Patient engagement processes are often used within health and social care to make sure that people remain at the heart of decisions being made about them. You should consider using patient and public groups to develop and evaluate your transparency material.
Patient engagement can take many forms, including workshops, surveys and inviting patient representatives to join project delivery or governance groups. The process usually consists of working with groups that are representative of the different communities an organisation serves, to work through issues together. Effective patient engagement on data protection and information rights can help you develop high-quality transparency material that successfully addresses patient and service user needs and priorities.

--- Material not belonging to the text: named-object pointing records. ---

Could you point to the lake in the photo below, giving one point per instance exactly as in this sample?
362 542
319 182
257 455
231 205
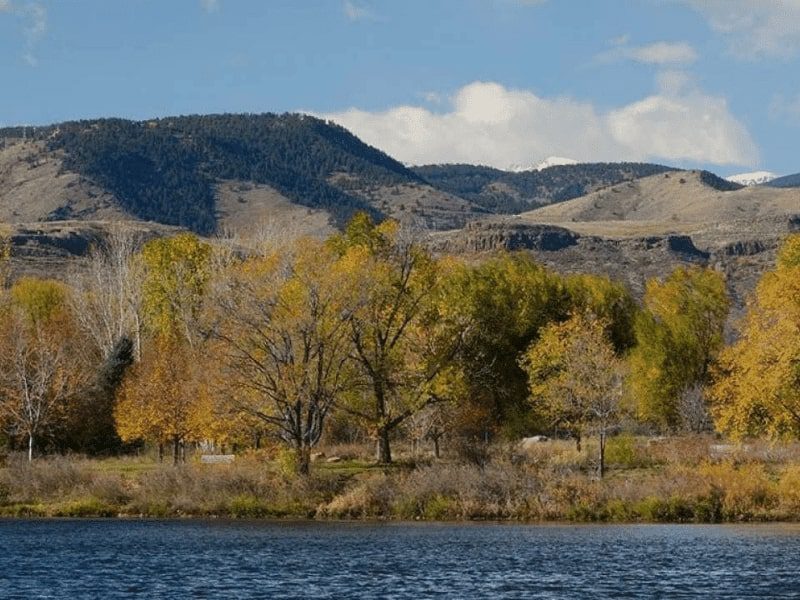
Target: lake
249 559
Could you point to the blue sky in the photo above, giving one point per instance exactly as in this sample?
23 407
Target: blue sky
709 83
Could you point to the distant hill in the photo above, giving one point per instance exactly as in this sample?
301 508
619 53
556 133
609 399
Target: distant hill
786 181
514 192
671 200
165 170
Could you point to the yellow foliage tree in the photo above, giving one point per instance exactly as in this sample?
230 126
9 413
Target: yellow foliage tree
757 380
162 399
41 365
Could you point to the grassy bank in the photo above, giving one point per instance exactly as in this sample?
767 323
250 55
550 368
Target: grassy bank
690 479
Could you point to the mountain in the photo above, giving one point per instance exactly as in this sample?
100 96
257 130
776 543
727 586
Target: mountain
554 161
754 178
644 228
504 192
183 171
672 202
64 187
550 161
786 181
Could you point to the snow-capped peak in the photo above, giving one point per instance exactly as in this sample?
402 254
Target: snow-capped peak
550 161
754 178
554 161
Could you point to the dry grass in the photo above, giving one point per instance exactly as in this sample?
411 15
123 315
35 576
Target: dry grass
682 479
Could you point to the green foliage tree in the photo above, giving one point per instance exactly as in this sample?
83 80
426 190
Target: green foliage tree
508 299
678 335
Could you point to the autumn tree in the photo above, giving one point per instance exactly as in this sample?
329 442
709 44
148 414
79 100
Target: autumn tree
40 364
281 328
757 380
177 271
576 378
106 293
678 336
161 400
402 339
508 299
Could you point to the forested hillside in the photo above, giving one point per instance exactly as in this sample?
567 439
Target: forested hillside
507 192
164 170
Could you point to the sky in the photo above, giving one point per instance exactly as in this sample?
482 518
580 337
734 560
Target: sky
693 83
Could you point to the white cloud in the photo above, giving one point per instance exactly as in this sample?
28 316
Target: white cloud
487 123
659 53
33 17
754 28
357 12
785 108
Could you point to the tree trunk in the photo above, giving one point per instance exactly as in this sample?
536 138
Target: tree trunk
303 460
601 469
383 451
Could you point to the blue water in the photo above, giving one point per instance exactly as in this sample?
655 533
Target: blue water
239 559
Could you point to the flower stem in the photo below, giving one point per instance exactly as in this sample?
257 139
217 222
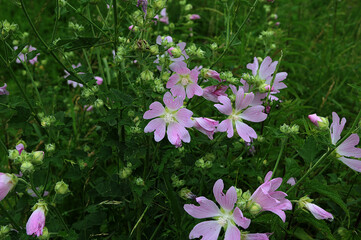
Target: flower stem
330 150
13 222
236 34
279 156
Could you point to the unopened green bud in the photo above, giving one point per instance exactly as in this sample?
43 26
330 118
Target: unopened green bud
61 187
27 167
154 49
147 75
37 157
98 103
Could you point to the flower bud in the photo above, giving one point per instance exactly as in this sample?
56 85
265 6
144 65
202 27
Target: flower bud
37 157
61 187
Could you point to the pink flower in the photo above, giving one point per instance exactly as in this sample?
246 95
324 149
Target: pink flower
318 212
227 217
212 93
184 81
271 200
347 149
206 126
99 80
194 17
164 17
172 117
3 90
144 4
23 57
265 72
7 183
36 223
20 147
291 181
241 111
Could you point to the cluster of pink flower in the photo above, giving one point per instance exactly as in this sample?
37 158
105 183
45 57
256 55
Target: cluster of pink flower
183 83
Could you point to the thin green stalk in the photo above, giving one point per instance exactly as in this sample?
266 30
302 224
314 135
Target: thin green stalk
324 156
279 156
236 34
13 222
90 21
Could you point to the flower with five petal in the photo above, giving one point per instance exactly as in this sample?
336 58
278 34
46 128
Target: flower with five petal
227 217
346 151
241 111
172 117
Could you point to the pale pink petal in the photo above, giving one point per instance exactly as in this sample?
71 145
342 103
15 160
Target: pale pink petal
209 230
156 109
253 66
194 89
226 106
318 212
227 200
245 131
239 219
172 80
232 232
348 149
184 117
171 102
336 128
226 126
254 114
352 163
158 126
206 208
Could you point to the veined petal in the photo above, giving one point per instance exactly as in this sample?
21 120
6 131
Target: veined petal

For example, patient engagement can help you:
- understand the profile of your audience;
- establish how patients and service users understand and respond to transparency information;
- design engaging communications products for all members of the public through which you can provide transparency and privacy information, in a format they prefer to engage with;
- develop different material for groups that may require additional support to understand how the use of their information may impact them, or how to exercise their information rights (eg the elderly, those at risk of being ‘digitally excluded’, or anyone receiving information via an intermediary such as someone with parental responsibility or a carer);
- prioritise the order in which you provide your privacy information to people (often referred to as layering) based on their preferences and concerns, particularly for complex processing activities or multiple workstreams which may generate extensive privacy material; and
- evaluate the effectiveness of your transparency and communications material.